A burning wind, thought Om. And the tortoise thought of the silent wastes of the deep desert, and the chittering and sighing of the gods who had faded away to mere djinns and voices on the air.
Gods with no more believers.
Not even one. One was just enough.
Gods who had been left behind.
And the thing about Brutha's flame of belief was this: in all the Citadel, in all the day, it was the only one the God had found.
Fri'it was trying to pray.
He hadn't done so for a long time.
Oh, of course there had been the eight compulsory prayers every day, but in the pit of the wretched night he knew them for what they were. A habit. A time for thought, perhaps. And method of measuring time.
He wondered if he'd ever prayed, if he'd ever opened heart and mind to something out there, or up there. He must have done, mustn't he? Perhaps when he was young. He couldn't even remember that. Blood had washed away the memories.

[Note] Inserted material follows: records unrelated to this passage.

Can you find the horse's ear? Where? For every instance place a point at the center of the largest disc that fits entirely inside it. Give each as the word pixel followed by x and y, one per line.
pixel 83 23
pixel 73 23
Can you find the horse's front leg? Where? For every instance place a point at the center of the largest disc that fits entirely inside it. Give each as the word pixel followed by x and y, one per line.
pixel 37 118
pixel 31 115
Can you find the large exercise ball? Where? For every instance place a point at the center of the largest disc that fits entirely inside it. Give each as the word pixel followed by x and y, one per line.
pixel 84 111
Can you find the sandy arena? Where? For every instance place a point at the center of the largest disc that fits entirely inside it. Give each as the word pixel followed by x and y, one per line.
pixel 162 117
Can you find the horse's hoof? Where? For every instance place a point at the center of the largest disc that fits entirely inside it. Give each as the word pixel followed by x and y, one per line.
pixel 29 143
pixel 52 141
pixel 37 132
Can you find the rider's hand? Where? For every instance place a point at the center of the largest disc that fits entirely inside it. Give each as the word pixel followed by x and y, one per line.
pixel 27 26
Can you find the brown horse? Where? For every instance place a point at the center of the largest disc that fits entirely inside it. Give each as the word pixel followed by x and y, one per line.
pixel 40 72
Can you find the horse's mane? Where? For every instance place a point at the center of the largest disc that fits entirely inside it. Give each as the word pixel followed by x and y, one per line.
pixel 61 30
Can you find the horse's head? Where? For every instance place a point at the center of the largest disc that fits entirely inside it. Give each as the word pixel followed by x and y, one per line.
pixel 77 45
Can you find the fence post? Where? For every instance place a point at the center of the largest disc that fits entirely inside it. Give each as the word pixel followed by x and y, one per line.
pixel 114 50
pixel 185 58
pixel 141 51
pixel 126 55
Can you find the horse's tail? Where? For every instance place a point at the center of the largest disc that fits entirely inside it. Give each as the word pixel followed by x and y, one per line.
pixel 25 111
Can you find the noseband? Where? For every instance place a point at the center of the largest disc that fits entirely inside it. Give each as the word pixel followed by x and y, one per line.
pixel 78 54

It was his fault. It had to be his fault. He'd been to Ephebe before, and had rather liked the white marble city on its rock overlooking the blue Circle Sea. And he'd visited Djelibeybi, those madmen in their little river valley who believed in gods with funny heads and put their dead in pyramids. He'd even been to far Ankh-Morpork, across the water, where they'd worship any god at all so long as he or she had money. Yes, Ankh-Morpork-where there were streets and streets of gods, squeezed together like a deck of cards. And none of them wanted to set fire to anyone else, or at least any more than was normally the case in Ankh-Morpork. They just wanted to be left in peace, so that everyone went to heaven or hell in their own way.
And he'd drunk too much tonight, from a secret cache of wine whose discovery would deliver him into the machinery of the inquisitors within ten minutes.
Yes, you could say this for old Vorbis. Once upon a time the Quisition had been bribable, but not anymore. The chief exquisitor had gone back to fundamentals. Now there was a democracy of sharp knives. Better than that, in fact. The search for heresy was pursued even more vigorously among the higher levels in the Church. Vorbis had made it clear: the higher up the tree, the blunter the saw.